- Born: Laron Wilbur
- Origin: Flint, Michigan
- Genres: Alternative hip hop
- Occupation: Rapper
- Instrument: Vocals (rapping)
- Years active: 1988—present

= Me Phi Me =

American rapper

Laron Wilbur (known professionally as Me Phi Me) is an American rapper from Flint, Michigan. Me Phi Me is both the name of the musical group and the name of its lead performer.

Wilburn was the youngest of five brothers and one sister raised in a home filled with diverse music. As a student in high school, he admired the lyrical virtuosity of hip-hop icons. The name Me Phi Me was born in 1987 as an homage to venerable historically black fraternities like Alpha Phi Alpha and Kappa Alpha Psi. It quickly evolved into a definition of intelligence and individuality as outlined in his song "...and I Believe," which features traditional frat stomp/stepping as the backbeat.

==Career==
Known for rap as well as traditional lyrics, Me Phi Me provided an acoustic alternative to the popular gangster sound of the early 1990s.

His 1992 debut release ONE was produced by Chicago native and first cousin Christopher Cuben-Tatum ( Cee Tha Wizzard) of Concept Enterprises International on BMG/RCA Records, and featured classic funk samples from Sly and the Family Stone, James Brown, and others layered with the unprecedented use of live twelve-string folk guitars, performed by John M. Falasz III, live jazz bass, traditional frat stepping or stomp, harmonica solos (Rags Murtagh a.k.a. Rags Murtaugh), and other unique organic instruments, including the haunting Armenian Duduk as performed by Djivan Gasparyan (Gladiator).

A track from the ONE CD, "Sad New Day," was released as a single, peaking at #83 on the Billboard Hot 100 in September 1992. The video was directed by Julien Temple, who also shot Me Phi's videos for "Black Sunshine" and "Pu' Sho Hands 2Getha," which enjoyed significant Buzz Bin play on MTV and BET.

From Murfreesboro, Tennessee (southeast of Nashville), Me Phi Me saw many of the songs from ONE featured in international television synchronization, most notable being the opening and closing theme for Robert De Niro's 1993 TriBeCa television drama anthology series on Fox.

In 1993, Me Phi Me's song "Revival!" was featured on the multiplatinum soundtrack to Ben Stiller's debut film about Generation X called Reality Bites. In 1995, director Kathryn Bigelow chose Me Phi Me's song "hereWEcome" as the theme for Jeriko One, a character in the futuristic movie Strange Days, in which Me Phi makes his big-screen debut alongside actor Glenn Plummer.

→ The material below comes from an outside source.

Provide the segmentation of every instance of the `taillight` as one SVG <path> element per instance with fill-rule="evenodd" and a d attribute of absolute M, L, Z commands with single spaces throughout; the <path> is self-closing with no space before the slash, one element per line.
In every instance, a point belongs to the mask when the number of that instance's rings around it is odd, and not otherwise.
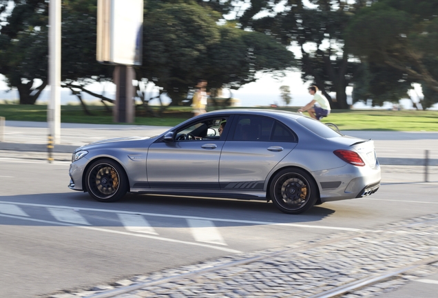
<path fill-rule="evenodd" d="M 359 156 L 359 155 L 354 151 L 338 150 L 333 151 L 333 153 L 335 153 L 335 155 L 336 155 L 337 157 L 340 158 L 344 161 L 353 166 L 365 166 L 365 163 L 360 157 L 360 156 Z"/>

Me Phi Me is married with a stepdaughter named Gabrielle, plus two biological daughters Autumn and Imani by former wife Nannette. He actively assists his church choir in Baltimore, Maryland when not consulting at a Fortune Top 20 corporation (with fellow artist Nick Limneos). He continues to write music and rhymes, with plans for the release of previously unreleased songs.